Pa. lawmakers promise to ‘support, obey, and defend’ constitutions

     Members of the Pennsylvania General Assembly are sworn in Tuesday at the state Capitol in Harrisburg. Republicans who control both the Senate and House picked up additional seats in the November election. (AP Photo/Matt Rourke)

    Members of the Pennsylvania General Assembly are sworn in Tuesday at the state Capitol in Harrisburg. Republicans who control both the Senate and House picked up additional seats in the November election. (AP Photo/Matt Rourke)

    Pennsylvania House members and half the state Senate took their oaths of office Tuesday and elected their top leaders for each chamber.

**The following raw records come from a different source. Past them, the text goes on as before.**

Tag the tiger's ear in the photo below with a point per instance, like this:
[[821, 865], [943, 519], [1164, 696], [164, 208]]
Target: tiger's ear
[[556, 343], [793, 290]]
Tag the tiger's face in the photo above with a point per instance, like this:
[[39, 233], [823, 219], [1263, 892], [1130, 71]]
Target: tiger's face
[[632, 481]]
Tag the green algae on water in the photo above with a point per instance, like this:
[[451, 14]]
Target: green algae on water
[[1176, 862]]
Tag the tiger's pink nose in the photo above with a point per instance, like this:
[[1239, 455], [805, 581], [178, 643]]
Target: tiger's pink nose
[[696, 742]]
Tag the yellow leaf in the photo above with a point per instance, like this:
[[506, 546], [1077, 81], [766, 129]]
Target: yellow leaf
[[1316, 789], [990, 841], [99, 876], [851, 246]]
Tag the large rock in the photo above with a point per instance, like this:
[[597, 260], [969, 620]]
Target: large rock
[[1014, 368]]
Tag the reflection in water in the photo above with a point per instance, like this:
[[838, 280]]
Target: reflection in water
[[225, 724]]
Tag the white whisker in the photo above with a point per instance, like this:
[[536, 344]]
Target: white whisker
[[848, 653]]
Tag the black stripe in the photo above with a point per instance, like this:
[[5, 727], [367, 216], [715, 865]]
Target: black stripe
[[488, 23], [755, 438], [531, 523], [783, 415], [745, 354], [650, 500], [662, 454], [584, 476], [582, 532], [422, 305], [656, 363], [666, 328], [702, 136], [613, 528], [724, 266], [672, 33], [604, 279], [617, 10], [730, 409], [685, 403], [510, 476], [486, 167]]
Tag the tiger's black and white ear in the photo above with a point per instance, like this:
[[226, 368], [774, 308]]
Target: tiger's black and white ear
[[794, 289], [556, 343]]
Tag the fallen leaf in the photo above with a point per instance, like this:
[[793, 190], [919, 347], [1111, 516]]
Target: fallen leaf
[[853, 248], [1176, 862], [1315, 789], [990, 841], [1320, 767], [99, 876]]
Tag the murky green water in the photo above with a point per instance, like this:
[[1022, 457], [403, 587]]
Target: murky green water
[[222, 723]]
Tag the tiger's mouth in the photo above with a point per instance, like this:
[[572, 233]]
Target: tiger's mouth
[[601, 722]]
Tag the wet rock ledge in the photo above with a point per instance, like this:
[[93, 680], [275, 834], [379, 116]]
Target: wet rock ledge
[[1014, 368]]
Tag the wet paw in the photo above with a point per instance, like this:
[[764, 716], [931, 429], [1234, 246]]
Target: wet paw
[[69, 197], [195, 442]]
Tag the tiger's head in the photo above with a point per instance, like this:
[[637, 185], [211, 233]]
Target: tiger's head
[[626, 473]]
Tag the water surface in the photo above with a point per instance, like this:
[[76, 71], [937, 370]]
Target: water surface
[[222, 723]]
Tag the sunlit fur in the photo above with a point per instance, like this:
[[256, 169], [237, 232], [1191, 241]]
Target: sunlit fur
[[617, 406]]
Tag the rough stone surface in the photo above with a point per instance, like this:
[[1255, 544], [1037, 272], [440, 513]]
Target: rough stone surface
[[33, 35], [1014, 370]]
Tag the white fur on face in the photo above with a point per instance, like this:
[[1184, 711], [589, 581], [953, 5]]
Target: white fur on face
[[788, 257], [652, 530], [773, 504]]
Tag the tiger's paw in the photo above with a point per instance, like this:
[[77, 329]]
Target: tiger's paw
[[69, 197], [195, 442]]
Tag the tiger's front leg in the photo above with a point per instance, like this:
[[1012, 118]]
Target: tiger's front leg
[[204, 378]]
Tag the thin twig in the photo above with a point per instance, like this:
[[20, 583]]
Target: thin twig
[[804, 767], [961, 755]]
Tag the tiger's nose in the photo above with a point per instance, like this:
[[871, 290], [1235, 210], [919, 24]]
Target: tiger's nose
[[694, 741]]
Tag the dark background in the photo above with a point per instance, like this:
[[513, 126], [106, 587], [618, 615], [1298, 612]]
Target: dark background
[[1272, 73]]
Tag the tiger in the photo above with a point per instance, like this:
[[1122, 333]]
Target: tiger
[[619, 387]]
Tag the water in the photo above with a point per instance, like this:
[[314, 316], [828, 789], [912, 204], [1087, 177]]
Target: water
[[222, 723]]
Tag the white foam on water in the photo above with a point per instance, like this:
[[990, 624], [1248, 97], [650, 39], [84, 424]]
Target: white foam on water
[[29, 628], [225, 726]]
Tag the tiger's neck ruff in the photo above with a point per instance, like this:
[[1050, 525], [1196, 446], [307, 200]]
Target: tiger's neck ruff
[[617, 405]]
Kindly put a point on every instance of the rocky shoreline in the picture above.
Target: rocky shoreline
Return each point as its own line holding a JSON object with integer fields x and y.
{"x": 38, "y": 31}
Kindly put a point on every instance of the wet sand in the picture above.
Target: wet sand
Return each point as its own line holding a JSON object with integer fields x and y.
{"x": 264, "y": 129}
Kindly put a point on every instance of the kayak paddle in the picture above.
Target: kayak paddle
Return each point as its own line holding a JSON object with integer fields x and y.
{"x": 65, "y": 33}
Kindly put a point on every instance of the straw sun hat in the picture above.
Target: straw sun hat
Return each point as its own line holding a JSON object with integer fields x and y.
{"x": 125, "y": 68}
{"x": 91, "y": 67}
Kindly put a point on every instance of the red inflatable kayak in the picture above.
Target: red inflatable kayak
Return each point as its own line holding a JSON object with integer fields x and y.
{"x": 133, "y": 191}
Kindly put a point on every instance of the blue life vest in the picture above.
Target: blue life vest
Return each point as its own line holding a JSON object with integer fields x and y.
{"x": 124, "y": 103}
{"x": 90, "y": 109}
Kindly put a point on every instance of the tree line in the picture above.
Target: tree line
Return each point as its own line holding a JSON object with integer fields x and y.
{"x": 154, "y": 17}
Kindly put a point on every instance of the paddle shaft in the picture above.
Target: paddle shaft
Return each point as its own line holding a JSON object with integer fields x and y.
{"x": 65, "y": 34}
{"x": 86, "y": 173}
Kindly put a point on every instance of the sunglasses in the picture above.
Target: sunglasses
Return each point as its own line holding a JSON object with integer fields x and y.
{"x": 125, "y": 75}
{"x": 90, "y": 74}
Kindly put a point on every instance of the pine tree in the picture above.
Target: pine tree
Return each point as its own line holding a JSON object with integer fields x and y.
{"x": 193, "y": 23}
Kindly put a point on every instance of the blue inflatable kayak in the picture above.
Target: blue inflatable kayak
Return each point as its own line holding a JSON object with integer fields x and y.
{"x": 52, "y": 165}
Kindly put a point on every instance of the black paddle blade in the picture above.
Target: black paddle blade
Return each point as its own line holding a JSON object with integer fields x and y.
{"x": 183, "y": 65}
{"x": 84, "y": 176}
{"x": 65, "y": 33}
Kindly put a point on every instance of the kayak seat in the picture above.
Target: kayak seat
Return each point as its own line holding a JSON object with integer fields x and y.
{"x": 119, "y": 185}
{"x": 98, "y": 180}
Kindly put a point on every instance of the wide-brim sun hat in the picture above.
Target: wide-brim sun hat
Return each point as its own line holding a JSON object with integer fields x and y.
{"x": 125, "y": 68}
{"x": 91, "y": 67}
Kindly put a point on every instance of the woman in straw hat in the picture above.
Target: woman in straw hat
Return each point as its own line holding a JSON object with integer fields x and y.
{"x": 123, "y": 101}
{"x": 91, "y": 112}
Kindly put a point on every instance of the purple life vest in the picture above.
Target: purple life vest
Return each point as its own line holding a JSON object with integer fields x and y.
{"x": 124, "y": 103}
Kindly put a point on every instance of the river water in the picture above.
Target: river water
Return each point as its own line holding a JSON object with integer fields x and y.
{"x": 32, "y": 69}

    “Do you solemnly swear that you will support, obey, and defend the Constitution of the United States and the Constitution of this commonwealth, and that you will discharge the duties of your office with fidelity?” said Pennsylvania Superior Court Judge Judith Olson, who administered the oath to House members. “If so, say I do.”

    As newly elected Rep. Cris Dush, R-Jefferson, prepared his desk on the House floor for the first time, he called the experience “humbling.”

    “It’s a tremendous responsibility for 62,000 people who are relying on you to make sure the state does them no harm, and that we do things to help improve their lives and livelihoods,” said Dush.

    House and Senate leaders vowed to take a bipartisan approach, even with the GOP’s gains in both chambers. Republicans control the House 119 seats to 84. They hold the Senate 30 seats to 20.

    Gov.-elect Tom Wolf will be sworn in to office Jan. 20.